Tuesday, December 23, 2014

Things have changed

It was only on Dec. 7th that the Steelers defeated the Cincinnati Bengals, 42-21, at Paul Brown Stadium. It seems long ago, however, and it feels like a lot has happened since then.

That win was the first of a three-game resurgence that has the Steelers on the verge of winning the AFC North Division title -- if the Steelers can defeat the Bengals again at Heinz Field on Sunday night.

Since that Dec. 7th win in Cincinnati, the Steelers beat the Falcons in Atlanta, 27-20, and the Chiefs in Pittsburgh, 20-12. The Bengals demolished the Johnny Manziel-led Browns, 30-0, in Cleveland, and beat the Peyton Manning-led Broncos, 37-28, in Cincinnati on a rain-slogged Monday night.

Reviewing the arc of this season's trajectory, the Steelers seem to have solidified their game following what had been an uneven, up-and-down pattern leading to the Dec. 7th game in Cincinnati.
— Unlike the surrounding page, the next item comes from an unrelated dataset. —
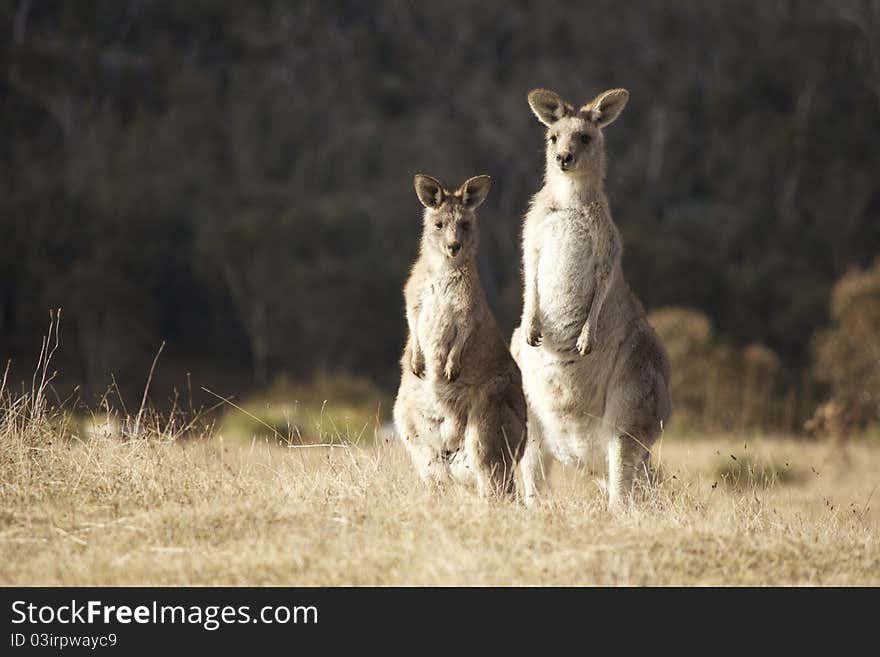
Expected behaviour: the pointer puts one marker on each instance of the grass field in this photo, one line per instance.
(199, 507)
A few weeks before that, it's fair to say that after the Steelers had hit their high-water mark of the season with lopsided wins over the Colts and Ravens, in which Ben Roethlisberger shredded the record books.

Then, the Steelers went into a down phase for the four weeks between those two victories and that key win over the Bengals.  In those four weeks, the Steelers: (1) lost to the woebegone New York Jets; (2) eked out a 27-24 win over the dreadful Tennessee Titans; (3) had a bye week; and (4) coming off the bye week, looked flat and unprepared as they lost, 35-32, to a bad New Orleans Saints team at Heinz Field.
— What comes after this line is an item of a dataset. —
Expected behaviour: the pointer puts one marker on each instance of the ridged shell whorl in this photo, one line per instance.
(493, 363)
It was at that point that Joey Porter's Pit Bulls said, "Stick a fork in 'em; they're done." To the Steelers' credit, however, they weren't done, and we are very happy about that.

Le'Veon Bell, scoring against the Bengals, Dec. 7th
The resurgence started with the win over Cincinnati, which was a game the Bengals knew that if they won, they would have buried the Steelers right then and there.

Instead, the Steelers' Le'Veon Bell ran for 185 yards and 7.1 yards per carry. Ben Roethlisberger, hampered by some sort of hand or wrist injury, often lined up in the short shotgun (pistol) formation with Bell behind him. And the Steelers repeatedly ran the counter sweep with David DeCastro and Maurkice Pouncey pulling behind Heath Miller and/or Matt Spaeth to clear lanes for Bell to find open lanes or simply trample Bengals defenders.

It was a good formula, and it worked well.  Whether they Steelers will reprise that game plan remains to be seen.

One thing we can count on with some reasonable of assurance, is that the Bengals will most definitely not use the same offensive game plan they employed vs. the Steelers the first time around.

In that Dec. 7th meeting, Bengals running backs Jeremy Hill and Giovanni Bernard combined for just 14 carries, with Hill gaining only 46 yards on eight carries. This, despite Cincinnati offensive coordinator Hue Jackson adamantly insisting all during training camp that the Bengals were "committed to the run." Fourteen carries is not "committed to the run." The Steelers won by 21 points.

Jeremy Hill, running vs. the Broncos on Monday night
Since then, however, the Bengals have shown more consistency and commitment running the ball with regularity and success. Jeremy Hill has gotten the bulk of the carries, and he racked up 147 yards on the ground vs. Cleveland.

Now averaging 5.1 yards per carry for the season, the rookie from LSU also ran for 146 yards, including an 85-yard dash, on Monday night vs. the Broncos.

That last performance was the fourth time this year that Hill racked up at least 140 yards rushing, making him only the third rookie in NFL history to do that. He's making a case for Rookie of the Year.

We can expect to see a lot of Hill and Bernard on Sunday night.